Brigjen TNI Sondi juga memaparkan, vaksinasi digelar di dua kota dan 22 Kabupaten di Provinsi Jawa Tengah, dengan target yang dilakukan sebanyak 30.000 dosis vaksinasi.

“Yakni Kota Magelang, Kota Salatiga, Kabupaten Kendal, Wonosobo, Banyumas, Grobogan, Magelang, Rembang, Kebumen, Purbalingga, Temanggung, Demak, Banjarnegara, Karanganyar, Brebes, Boyolali, Cilacap, Kudus, Purworejo, Blora, Pekalongan, Pemalang, Jepara,dan Sukoharjo dengan target yang dilakukan sebanyak 30.000 dosis vaksinasi,” paparnya.

Sementara itu, Kepala Desa Pucangrejo, Agus Riyanto  mengatakan, pencapaian vaksinasi di desanya termasuk yang tertinggi di Kecamatan Gemuh. Meski begitu, pihaknya akan terus memberikan sosialisasi menjadi faktor utama pelaksanaan vaksin hampir tuntas.

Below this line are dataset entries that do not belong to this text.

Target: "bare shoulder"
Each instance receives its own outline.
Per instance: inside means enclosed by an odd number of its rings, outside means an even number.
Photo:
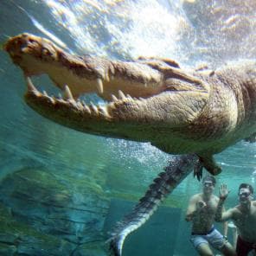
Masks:
[[[198,201],[202,199],[202,194],[195,194],[190,197],[190,201]]]
[[[213,195],[212,200],[218,203],[220,201],[220,197],[215,195]]]
[[[241,214],[241,210],[239,205],[235,206],[228,209],[228,211],[232,214],[232,216],[235,219],[236,217],[240,217]]]

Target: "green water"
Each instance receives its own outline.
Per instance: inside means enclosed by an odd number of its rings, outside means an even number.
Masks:
[[[58,13],[61,12],[60,5],[57,8],[54,4],[65,1],[2,0],[0,42],[22,32],[45,36],[31,20],[32,16],[48,31],[61,39],[71,52],[79,54],[88,52],[125,59],[151,52],[151,55],[178,58],[186,65],[202,59],[211,61],[212,66],[223,60],[224,62],[237,57],[251,58],[256,54],[253,41],[255,24],[252,20],[247,24],[249,29],[246,22],[231,24],[229,21],[226,25],[218,25],[214,23],[214,16],[203,16],[203,10],[207,11],[208,8],[214,10],[218,7],[214,1],[205,1],[204,3],[195,1],[196,4],[191,8],[189,1],[184,6],[179,1],[147,1],[146,3],[144,1],[125,1],[125,4],[118,3],[112,8],[100,1],[93,1],[94,5],[86,2],[67,3],[65,10],[70,10],[70,13],[67,12],[69,16],[61,16]],[[205,3],[207,2],[208,6]],[[83,6],[80,12],[79,9],[73,9],[75,3]],[[238,1],[234,3],[236,3],[233,7],[237,7],[234,10],[239,10]],[[145,4],[144,9],[143,4]],[[148,23],[150,14],[138,11],[139,8],[144,11],[150,10],[150,6],[156,11],[151,29]],[[250,8],[247,10],[248,17],[255,16],[255,9]],[[71,14],[75,10],[77,20],[72,23]],[[139,15],[145,16],[140,17]],[[241,11],[240,15],[245,21],[246,14]],[[232,15],[225,11],[223,16],[225,21],[232,18]],[[161,21],[157,23],[157,20]],[[136,24],[132,23],[134,21]],[[169,32],[166,28],[170,26],[171,21],[179,22],[179,25],[183,22],[183,34],[181,35],[181,31]],[[240,27],[235,29],[235,25]],[[177,26],[172,23],[170,29],[176,29]],[[234,33],[233,37],[231,32]],[[156,33],[157,37],[154,36]],[[239,33],[242,36],[240,41],[237,40]],[[119,44],[113,40],[114,35]],[[84,44],[78,39],[85,40]],[[208,39],[211,40],[207,41]],[[168,40],[170,43],[166,44]],[[236,52],[234,50],[235,48]],[[65,174],[67,179],[65,182],[68,182],[69,179],[78,188],[80,179],[86,180],[93,193],[103,193],[111,201],[106,221],[101,226],[102,232],[107,232],[131,209],[170,157],[149,144],[82,134],[39,116],[24,104],[22,74],[3,51],[0,51],[0,181],[9,174],[29,167],[43,168],[58,177]],[[47,77],[36,78],[35,83],[41,88],[53,93],[56,91],[49,86]],[[94,95],[90,99],[98,100]],[[231,188],[227,207],[232,207],[237,203],[236,190],[240,182],[249,182],[256,189],[255,144],[240,142],[217,155],[216,159],[223,169],[217,182],[226,182]],[[169,196],[151,222],[127,239],[124,255],[195,255],[189,242],[189,225],[184,222],[183,218],[189,198],[200,190],[201,184],[192,175],[188,176]],[[5,204],[8,204],[7,199]],[[16,206],[12,207],[15,208]],[[155,251],[154,243],[157,244]]]

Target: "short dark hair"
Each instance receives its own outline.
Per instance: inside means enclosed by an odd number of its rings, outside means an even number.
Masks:
[[[206,176],[204,176],[204,178],[202,179],[202,182],[204,182],[205,181],[211,181],[214,186],[216,184],[215,178],[210,175],[207,175]]]
[[[239,186],[238,191],[240,191],[240,189],[249,189],[251,194],[253,194],[253,188],[252,185],[248,184],[248,183],[241,183]]]

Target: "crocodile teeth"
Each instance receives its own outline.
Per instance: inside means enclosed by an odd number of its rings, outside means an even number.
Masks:
[[[41,94],[40,92],[38,92],[37,89],[35,87],[35,86],[32,83],[31,79],[29,76],[25,76],[25,80],[26,80],[26,82],[27,82],[28,91],[29,92],[33,92],[34,93]]]
[[[91,110],[90,110],[90,108],[88,107],[88,106],[84,106],[84,110],[86,111],[86,112],[87,112],[89,114],[91,114]]]
[[[112,94],[111,97],[112,99],[112,101],[118,101],[118,98],[113,94]]]
[[[97,87],[99,93],[102,94],[103,93],[103,82],[100,78],[97,79],[96,87]]]
[[[90,103],[91,103],[92,109],[94,111],[95,113],[98,114],[99,113],[99,111],[98,111],[97,106],[92,101]]]
[[[72,100],[74,100],[74,97],[73,97],[73,95],[72,95],[72,93],[71,93],[71,91],[70,91],[68,86],[67,86],[67,85],[66,85],[65,87],[64,87],[64,97],[65,97],[67,99],[72,99]]]

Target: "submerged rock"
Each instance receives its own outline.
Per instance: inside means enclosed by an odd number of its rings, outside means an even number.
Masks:
[[[97,183],[28,168],[7,176],[0,194],[1,255],[94,255],[101,250],[110,202]]]

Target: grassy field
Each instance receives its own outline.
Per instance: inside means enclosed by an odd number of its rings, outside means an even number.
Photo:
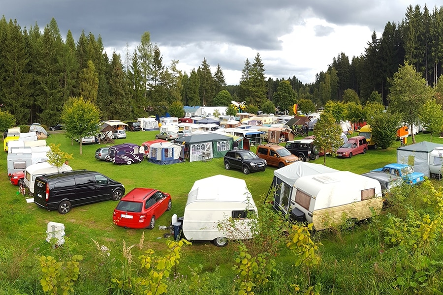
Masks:
[[[126,139],[117,140],[116,144],[130,142],[140,145],[147,140],[154,139],[157,133],[128,132]],[[429,134],[420,134],[416,136],[416,140],[417,142],[429,141],[430,138]],[[411,138],[408,139],[411,143]],[[434,136],[433,140],[433,142],[443,145],[443,139]],[[152,187],[167,192],[172,197],[173,206],[171,211],[167,211],[158,219],[154,230],[145,231],[126,229],[114,225],[112,214],[117,202],[112,201],[73,208],[65,215],[60,214],[57,211],[48,211],[38,207],[33,203],[26,203],[25,198],[18,194],[17,187],[10,184],[6,173],[7,154],[2,153],[0,155],[0,171],[3,173],[0,175],[0,180],[4,186],[2,190],[2,202],[0,206],[0,252],[2,253],[0,254],[0,266],[8,269],[9,282],[11,279],[17,278],[15,283],[18,287],[16,287],[19,288],[22,292],[27,288],[33,290],[28,294],[43,294],[38,293],[39,290],[41,292],[41,288],[36,273],[38,270],[36,260],[34,265],[32,259],[30,258],[53,253],[54,250],[45,240],[45,231],[49,222],[64,224],[69,241],[67,243],[67,249],[65,250],[69,253],[83,256],[84,261],[82,263],[85,266],[82,269],[85,273],[96,271],[98,274],[103,269],[97,265],[98,251],[93,240],[109,248],[112,257],[117,260],[121,258],[124,241],[127,245],[138,245],[143,234],[143,246],[141,249],[133,249],[136,257],[148,248],[164,249],[165,244],[163,235],[165,232],[159,230],[158,226],[169,225],[174,213],[179,216],[183,215],[188,193],[196,180],[218,174],[244,179],[257,202],[268,191],[273,172],[276,169],[268,167],[264,172],[245,175],[240,171],[225,170],[222,158],[213,159],[207,162],[186,162],[165,166],[146,161],[129,166],[116,165],[95,158],[95,149],[103,145],[84,145],[83,154],[80,154],[79,144],[72,143],[63,133],[53,133],[46,140],[48,143],[61,144],[62,150],[73,154],[74,158],[69,161],[69,164],[73,169],[98,171],[123,183],[127,192],[134,187]],[[351,159],[328,156],[326,165],[340,170],[348,170],[361,174],[386,164],[396,162],[396,149],[399,146],[400,142],[396,142],[386,150],[369,150],[366,154],[358,155]],[[322,164],[323,158],[313,162]],[[438,181],[433,182],[440,185]],[[349,242],[344,242],[338,246],[334,244],[336,237],[324,235],[321,237],[326,251],[324,255],[335,257],[336,259],[338,257],[346,259],[349,253],[352,252],[352,245],[355,244],[355,241],[364,238],[364,236],[360,236],[363,232],[356,230],[349,234],[344,238],[345,240],[349,240]],[[232,260],[233,251],[229,247],[216,247],[209,242],[194,243],[191,246],[185,249],[181,263],[192,267],[202,265],[203,269],[208,271],[220,267],[222,273],[229,273],[229,262]],[[281,259],[281,262],[284,263],[287,258],[283,256]],[[288,263],[290,265],[291,262],[288,261]],[[183,267],[181,272],[189,274],[189,269]],[[100,273],[99,275],[105,275]],[[109,273],[106,274],[109,275]],[[0,283],[1,280],[0,279]],[[8,294],[6,291],[1,293],[1,288],[4,286],[0,284],[0,295]],[[87,292],[90,288],[93,286],[84,284],[81,288],[82,292],[78,294],[95,294]]]

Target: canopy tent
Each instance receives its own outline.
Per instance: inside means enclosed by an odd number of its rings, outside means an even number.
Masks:
[[[270,127],[268,129],[268,142],[279,144],[282,142],[293,140],[294,131],[288,126]]]
[[[397,148],[397,162],[410,165],[414,170],[429,177],[429,158],[431,152],[441,144],[421,142]]]
[[[112,134],[116,129],[107,123],[103,123],[100,127],[101,132],[100,142],[102,144],[114,143]]]
[[[156,143],[151,145],[148,160],[159,165],[169,165],[183,162],[185,158],[182,146],[170,142]]]
[[[180,138],[174,142],[185,146],[185,153],[190,162],[221,158],[232,147],[232,137],[218,133],[193,134]]]
[[[149,131],[158,130],[158,122],[155,118],[138,118],[137,120],[140,121],[140,126],[143,131]]]
[[[201,119],[201,120],[198,120],[196,122],[197,124],[217,124],[217,125],[220,125],[220,121],[218,120],[214,120],[214,119],[211,119],[211,118],[205,118],[204,119]]]

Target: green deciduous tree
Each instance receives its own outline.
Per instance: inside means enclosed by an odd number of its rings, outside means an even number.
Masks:
[[[316,111],[316,105],[311,99],[305,98],[299,99],[297,104],[298,105],[297,111],[301,112],[302,114],[308,115],[310,113]]]
[[[228,106],[232,101],[231,93],[227,90],[222,90],[217,93],[214,98],[213,102],[214,106]]]
[[[346,118],[346,107],[340,101],[334,102],[329,100],[324,106],[324,111],[330,114],[337,123],[344,120]]]
[[[342,101],[344,103],[352,102],[360,104],[360,97],[358,97],[358,94],[357,94],[355,90],[353,89],[348,88],[343,91],[343,96],[342,98]]]
[[[343,143],[340,136],[342,132],[341,127],[337,124],[330,113],[323,112],[320,115],[320,118],[314,126],[314,135],[316,137],[314,144],[318,147],[320,151],[324,153],[323,165],[326,164],[326,152],[334,153]]]
[[[60,172],[60,167],[66,161],[72,159],[72,154],[69,154],[60,149],[60,144],[49,144],[49,151],[46,153],[48,157],[47,162],[51,165],[57,167],[57,172]]]
[[[265,101],[261,104],[260,107],[261,109],[261,111],[265,114],[275,114],[275,106],[270,100]]]
[[[397,139],[397,130],[401,123],[401,116],[389,111],[374,114],[371,122],[372,136],[377,146],[387,148]]]
[[[174,101],[169,105],[168,108],[168,113],[171,117],[181,118],[185,116],[185,111],[183,110],[183,104],[179,100]]]
[[[413,128],[418,123],[420,110],[425,102],[433,96],[432,88],[426,85],[426,80],[407,62],[400,67],[391,81],[392,86],[389,95],[389,109],[397,112],[406,123]],[[412,142],[415,137],[412,134]]]
[[[443,131],[443,110],[442,105],[434,99],[427,100],[420,110],[420,121],[426,131],[431,133],[431,142],[432,134]]]
[[[0,132],[8,131],[15,125],[15,118],[8,111],[0,110]]]
[[[237,115],[237,107],[232,104],[230,104],[226,108],[226,115],[227,116],[235,116]]]
[[[65,136],[68,138],[78,139],[95,135],[99,132],[98,124],[101,117],[95,105],[83,97],[73,98],[63,107],[62,119],[64,123]],[[80,142],[80,153],[82,153],[82,141]]]
[[[274,93],[273,101],[280,112],[286,112],[295,103],[295,92],[288,81],[280,81],[277,90]]]

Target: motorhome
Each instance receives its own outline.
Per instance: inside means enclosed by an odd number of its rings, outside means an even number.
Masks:
[[[71,166],[65,164],[63,164],[60,168],[47,162],[33,164],[28,166],[25,170],[25,179],[22,182],[24,185],[23,187],[20,188],[20,190],[24,195],[25,195],[26,194],[26,188],[27,187],[29,194],[32,195],[34,193],[34,183],[37,176],[50,173],[70,171],[72,170],[72,168]]]
[[[216,246],[225,246],[229,239],[253,236],[251,226],[256,214],[244,180],[216,175],[194,183],[188,195],[184,216],[173,220],[174,236],[179,236],[179,232],[189,240],[209,240]],[[233,228],[223,222],[229,218],[234,223],[228,223],[233,224]],[[223,225],[229,228],[224,229]]]
[[[381,188],[375,179],[349,171],[304,173],[291,185],[286,180],[292,175],[274,173],[274,207],[294,220],[312,223],[320,230],[348,219],[368,218],[381,209]]]

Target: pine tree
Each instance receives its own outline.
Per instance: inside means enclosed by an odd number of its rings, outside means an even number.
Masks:
[[[217,68],[215,73],[214,73],[214,80],[215,82],[215,93],[218,93],[222,90],[226,88],[226,82],[224,81],[224,75],[223,74],[223,71],[222,70],[222,67],[220,64],[217,64]],[[218,105],[214,104],[215,105]]]
[[[201,65],[198,67],[197,74],[200,79],[200,97],[202,106],[212,105],[212,99],[214,96],[215,81],[209,64],[206,58],[201,62]]]

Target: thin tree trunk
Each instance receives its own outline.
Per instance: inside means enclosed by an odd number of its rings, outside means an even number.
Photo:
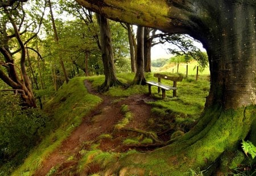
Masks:
[[[152,39],[150,38],[150,30],[145,27],[144,30],[144,71],[151,72],[151,46]]]
[[[128,32],[128,38],[129,41],[130,45],[130,55],[131,57],[131,72],[136,72],[136,63],[135,63],[135,48],[134,44],[133,41],[133,31],[131,28],[131,25],[130,24],[126,23],[127,30]]]
[[[88,52],[85,53],[85,74],[86,76],[89,76],[88,72]]]
[[[144,85],[146,78],[144,71],[144,27],[138,26],[137,28],[137,71],[133,84]]]
[[[56,42],[57,44],[59,45],[59,44],[58,44],[59,43],[59,37],[58,37],[57,29],[56,29],[56,25],[55,25],[55,22],[54,20],[53,13],[52,12],[52,4],[51,2],[51,0],[48,0],[48,3],[49,3],[49,10],[50,10],[51,19],[52,20],[52,28],[53,28],[53,32],[54,32],[54,40]],[[68,84],[69,80],[68,80],[68,75],[67,74],[67,71],[65,68],[65,65],[63,62],[63,59],[62,58],[62,57],[60,55],[59,56],[59,58],[60,59],[60,66],[61,67],[62,71],[63,72],[63,74],[64,76],[65,80],[66,81],[66,83]]]

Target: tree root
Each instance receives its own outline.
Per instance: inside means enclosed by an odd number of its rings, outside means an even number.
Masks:
[[[138,133],[141,133],[147,136],[147,138],[150,138],[153,140],[155,143],[163,143],[160,139],[158,138],[158,136],[152,132],[147,132],[142,130],[132,128],[128,127],[123,127],[120,129],[120,130],[125,130],[129,131],[136,132]]]

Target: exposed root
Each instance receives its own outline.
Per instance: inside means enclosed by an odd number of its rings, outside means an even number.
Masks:
[[[138,133],[141,133],[145,135],[147,138],[150,138],[153,140],[156,143],[163,143],[163,142],[158,138],[158,136],[152,132],[147,132],[139,129],[123,127],[120,129],[120,130],[125,130],[129,131],[136,132]]]

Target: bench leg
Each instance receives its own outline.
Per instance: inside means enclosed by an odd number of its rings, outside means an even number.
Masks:
[[[151,85],[148,84],[148,95],[151,95]]]
[[[162,89],[162,98],[164,99],[166,97],[166,90]]]
[[[174,87],[177,87],[177,82],[176,81],[174,81]],[[174,90],[174,97],[176,97],[177,96],[177,90]]]
[[[177,91],[176,90],[174,90],[174,97],[177,96]]]

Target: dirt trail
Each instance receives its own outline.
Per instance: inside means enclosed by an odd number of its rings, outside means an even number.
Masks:
[[[87,81],[85,81],[85,86],[90,93],[97,94]],[[44,161],[35,175],[46,175],[53,167],[57,168],[55,175],[65,175],[67,171],[70,173],[71,170],[74,170],[75,171],[78,161],[81,157],[79,151],[82,149],[88,149],[86,148],[89,147],[86,142],[95,141],[101,134],[112,134],[114,125],[123,118],[120,110],[123,104],[128,105],[129,110],[134,114],[133,121],[128,126],[146,130],[147,126],[145,125],[150,118],[151,110],[150,106],[145,103],[149,98],[147,96],[134,95],[120,99],[102,95],[97,95],[103,100],[102,102],[90,114],[84,118],[81,125],[73,131],[60,147]],[[119,101],[118,100],[118,98]],[[116,139],[102,143],[101,149],[106,151],[124,150],[121,147],[123,139],[122,136],[125,136],[125,133],[115,134]],[[68,158],[71,156],[75,159],[69,161]]]

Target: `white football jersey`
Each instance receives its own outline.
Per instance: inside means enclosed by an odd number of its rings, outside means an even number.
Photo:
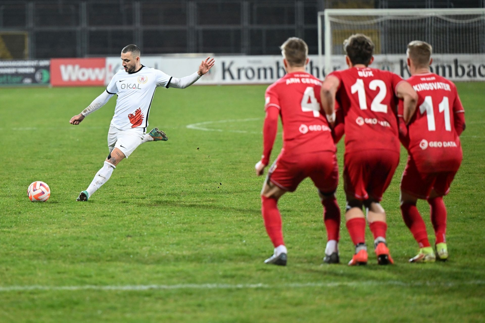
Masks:
[[[111,124],[121,130],[148,126],[148,115],[158,86],[168,88],[172,77],[162,71],[142,65],[136,72],[124,69],[114,75],[106,88],[110,94],[118,96]]]

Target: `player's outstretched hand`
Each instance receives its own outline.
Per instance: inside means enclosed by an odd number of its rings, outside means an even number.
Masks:
[[[85,117],[80,113],[77,116],[74,116],[71,118],[70,121],[69,121],[69,123],[71,124],[79,124],[82,120],[84,120]]]
[[[200,65],[199,66],[199,70],[197,71],[197,73],[200,76],[202,76],[209,71],[210,68],[214,66],[214,63],[215,63],[215,61],[214,61],[214,59],[210,58],[210,57],[209,56],[206,59],[205,61],[202,61],[200,63]]]
[[[259,176],[260,176],[264,172],[264,168],[266,167],[266,165],[264,165],[261,162],[261,161],[256,163],[256,165],[254,165],[254,168],[256,170],[256,175]]]

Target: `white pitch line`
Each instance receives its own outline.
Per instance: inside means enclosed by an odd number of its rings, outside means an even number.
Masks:
[[[100,126],[82,126],[82,129],[108,129],[108,127]],[[0,131],[11,130],[12,131],[32,131],[32,130],[59,130],[63,129],[75,129],[76,127],[73,126],[65,126],[65,127],[14,127],[12,128],[0,128]]]
[[[11,286],[0,287],[0,292],[27,292],[31,291],[147,291],[150,290],[226,290],[226,289],[280,289],[280,288],[304,288],[307,287],[364,287],[376,286],[396,286],[402,287],[414,287],[420,286],[436,286],[453,287],[463,285],[478,285],[485,284],[484,280],[469,280],[458,282],[406,282],[398,280],[380,281],[366,280],[355,282],[309,282],[289,283],[270,285],[259,283],[257,284],[178,284],[176,285],[85,285],[81,286]]]
[[[237,133],[242,133],[242,134],[261,134],[262,133],[261,131],[247,131],[246,130],[223,130],[222,129],[206,128],[204,126],[201,126],[207,124],[213,124],[214,123],[234,123],[234,122],[247,122],[248,121],[256,121],[257,120],[261,120],[260,118],[250,118],[248,119],[218,120],[217,121],[205,121],[204,122],[199,122],[196,123],[192,123],[192,124],[187,124],[185,126],[186,127],[188,128],[189,129],[194,129],[196,130],[202,130],[203,131],[218,131],[219,132],[236,132]]]

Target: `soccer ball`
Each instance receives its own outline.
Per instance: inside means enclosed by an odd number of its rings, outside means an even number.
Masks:
[[[36,181],[29,185],[27,196],[32,202],[47,201],[50,196],[50,189],[49,185],[43,182]]]

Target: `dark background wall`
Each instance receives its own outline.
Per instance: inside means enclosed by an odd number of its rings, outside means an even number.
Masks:
[[[293,36],[316,54],[325,8],[467,7],[485,0],[0,0],[0,57],[18,32],[30,58],[117,55],[129,43],[144,54],[279,54]]]

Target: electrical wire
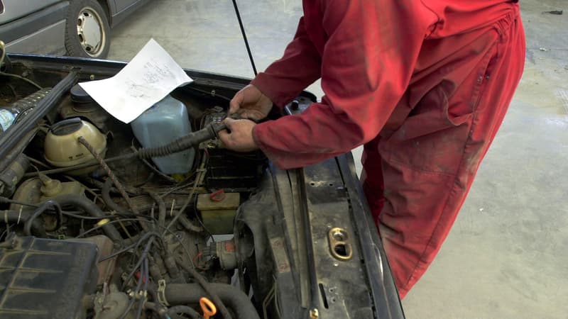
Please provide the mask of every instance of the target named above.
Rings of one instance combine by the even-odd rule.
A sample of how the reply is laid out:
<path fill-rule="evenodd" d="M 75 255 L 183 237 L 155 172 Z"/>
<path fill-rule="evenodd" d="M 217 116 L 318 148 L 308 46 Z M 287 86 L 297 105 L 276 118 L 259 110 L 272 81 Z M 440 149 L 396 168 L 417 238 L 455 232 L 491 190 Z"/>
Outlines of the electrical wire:
<path fill-rule="evenodd" d="M 1 67 L 6 57 L 6 43 L 1 40 L 0 40 L 0 50 L 2 50 L 2 55 L 0 56 L 0 67 Z"/>
<path fill-rule="evenodd" d="M 43 89 L 43 87 L 41 87 L 41 86 L 40 86 L 39 84 L 38 84 L 37 83 L 34 82 L 33 81 L 32 81 L 32 80 L 31 80 L 31 79 L 28 79 L 28 78 L 26 78 L 26 77 L 21 77 L 21 76 L 19 76 L 19 75 L 18 75 L 18 74 L 11 74 L 11 73 L 6 73 L 6 72 L 0 72 L 0 75 L 4 75 L 4 76 L 6 76 L 6 77 L 15 77 L 15 78 L 16 78 L 16 79 L 21 79 L 21 80 L 22 80 L 22 81 L 24 81 L 24 82 L 28 82 L 28 83 L 29 83 L 30 84 L 31 84 L 31 85 L 33 85 L 33 86 L 36 86 L 36 88 L 38 88 L 38 89 Z"/>

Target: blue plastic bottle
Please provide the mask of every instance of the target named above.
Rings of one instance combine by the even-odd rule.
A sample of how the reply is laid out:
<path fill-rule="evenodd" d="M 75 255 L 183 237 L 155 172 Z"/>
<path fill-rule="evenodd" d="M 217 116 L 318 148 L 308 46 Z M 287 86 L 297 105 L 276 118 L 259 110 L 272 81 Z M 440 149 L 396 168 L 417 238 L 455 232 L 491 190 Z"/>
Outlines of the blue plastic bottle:
<path fill-rule="evenodd" d="M 144 147 L 161 146 L 192 132 L 185 105 L 169 95 L 141 114 L 131 125 Z M 195 157 L 195 151 L 191 149 L 152 160 L 163 173 L 185 174 L 191 169 Z"/>

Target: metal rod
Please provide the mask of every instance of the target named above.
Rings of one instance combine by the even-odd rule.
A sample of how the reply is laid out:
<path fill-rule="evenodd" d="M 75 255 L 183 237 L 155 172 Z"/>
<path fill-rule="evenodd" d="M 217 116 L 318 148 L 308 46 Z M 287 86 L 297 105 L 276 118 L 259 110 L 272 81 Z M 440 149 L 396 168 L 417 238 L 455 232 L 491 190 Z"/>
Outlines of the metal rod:
<path fill-rule="evenodd" d="M 253 59 L 253 54 L 251 52 L 251 47 L 248 45 L 248 40 L 246 39 L 246 33 L 244 32 L 244 26 L 243 26 L 243 21 L 241 19 L 241 13 L 239 13 L 239 6 L 236 5 L 236 0 L 233 0 L 233 6 L 235 8 L 236 19 L 239 20 L 239 26 L 241 27 L 241 33 L 243 34 L 243 40 L 244 40 L 245 46 L 246 46 L 246 52 L 248 53 L 248 59 L 251 60 L 251 65 L 253 67 L 253 72 L 256 77 L 258 74 L 256 72 L 256 66 L 254 65 L 254 59 Z"/>

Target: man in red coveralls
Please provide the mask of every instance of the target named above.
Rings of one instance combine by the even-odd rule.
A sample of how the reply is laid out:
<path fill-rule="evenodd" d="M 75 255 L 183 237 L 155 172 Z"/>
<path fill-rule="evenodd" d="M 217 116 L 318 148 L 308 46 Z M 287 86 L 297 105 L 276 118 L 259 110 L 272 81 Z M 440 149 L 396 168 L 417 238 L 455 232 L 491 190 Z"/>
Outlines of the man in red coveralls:
<path fill-rule="evenodd" d="M 260 120 L 321 77 L 302 114 L 226 120 L 281 169 L 364 145 L 364 190 L 401 298 L 440 248 L 520 79 L 518 0 L 303 1 L 284 56 L 231 101 Z"/>

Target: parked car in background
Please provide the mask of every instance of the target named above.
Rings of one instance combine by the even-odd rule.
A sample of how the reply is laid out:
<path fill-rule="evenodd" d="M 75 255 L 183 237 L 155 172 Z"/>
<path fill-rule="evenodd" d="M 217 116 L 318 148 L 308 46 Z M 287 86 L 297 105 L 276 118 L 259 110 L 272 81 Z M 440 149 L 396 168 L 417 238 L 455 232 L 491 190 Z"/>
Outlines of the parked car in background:
<path fill-rule="evenodd" d="M 103 59 L 110 29 L 148 0 L 0 0 L 6 51 Z"/>

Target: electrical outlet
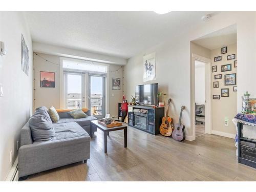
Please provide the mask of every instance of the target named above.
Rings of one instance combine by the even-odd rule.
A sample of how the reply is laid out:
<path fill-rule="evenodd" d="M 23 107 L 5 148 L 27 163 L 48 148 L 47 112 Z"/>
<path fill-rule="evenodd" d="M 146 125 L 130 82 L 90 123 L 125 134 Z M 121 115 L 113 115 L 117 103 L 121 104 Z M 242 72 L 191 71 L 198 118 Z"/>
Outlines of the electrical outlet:
<path fill-rule="evenodd" d="M 10 152 L 10 163 L 12 162 L 12 151 Z"/>
<path fill-rule="evenodd" d="M 17 141 L 17 151 L 18 150 L 18 141 L 19 141 L 19 140 L 18 140 Z"/>

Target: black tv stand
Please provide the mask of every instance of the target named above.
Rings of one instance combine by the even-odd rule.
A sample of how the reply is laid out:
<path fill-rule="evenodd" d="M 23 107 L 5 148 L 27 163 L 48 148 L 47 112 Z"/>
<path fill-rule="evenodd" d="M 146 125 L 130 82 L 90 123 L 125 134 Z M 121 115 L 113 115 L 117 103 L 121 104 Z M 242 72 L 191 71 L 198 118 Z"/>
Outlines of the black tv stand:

“Dari data yang ada, untuk dosis pertama sudah hampir 100 persen. Sementara untuk dosis kedua sudah masuk diangka 85 persen. Khusus untk dosis ketiga atau booster memang masih rendah tetapi angkanya sudah diatas 20 persen,” ungkap Agus.

Bukan itu saja, Pemdes Pucangrejo juga rajin melakukan jemput bola supaya pelaksanaan vaksin menjadi capaian tertinggi. Meski masih ada kendala saat pelaksanaan dosis ketiga.

“Kendala yang dihadapi adalah masih ada yang takut dengan efeknya. Selain itu banyak warga yang menganggap sudah vaksin dua kali sudah cukup sehingga banyak yang menyepelekan,” ujarnya.

Kendala lain, lanjut Agus, yakni masalah adalah komunikasi yang kurang terkait jeda pemberian vaksin kedua dan ketiga.

Menurutnya, warga ada yang mengaku baru tiga bulan ada juga yang mengatakan enam bulan setelah penyuntikan dosis kedua.

“Untuk itu, kita tetap memberikan sosialisasi dan imbauan dengan cara jemput bola, sosialisasi keliling desa, ke RT dan lewat tempat ibadah,” ungkap Agus Riyanto. (Win).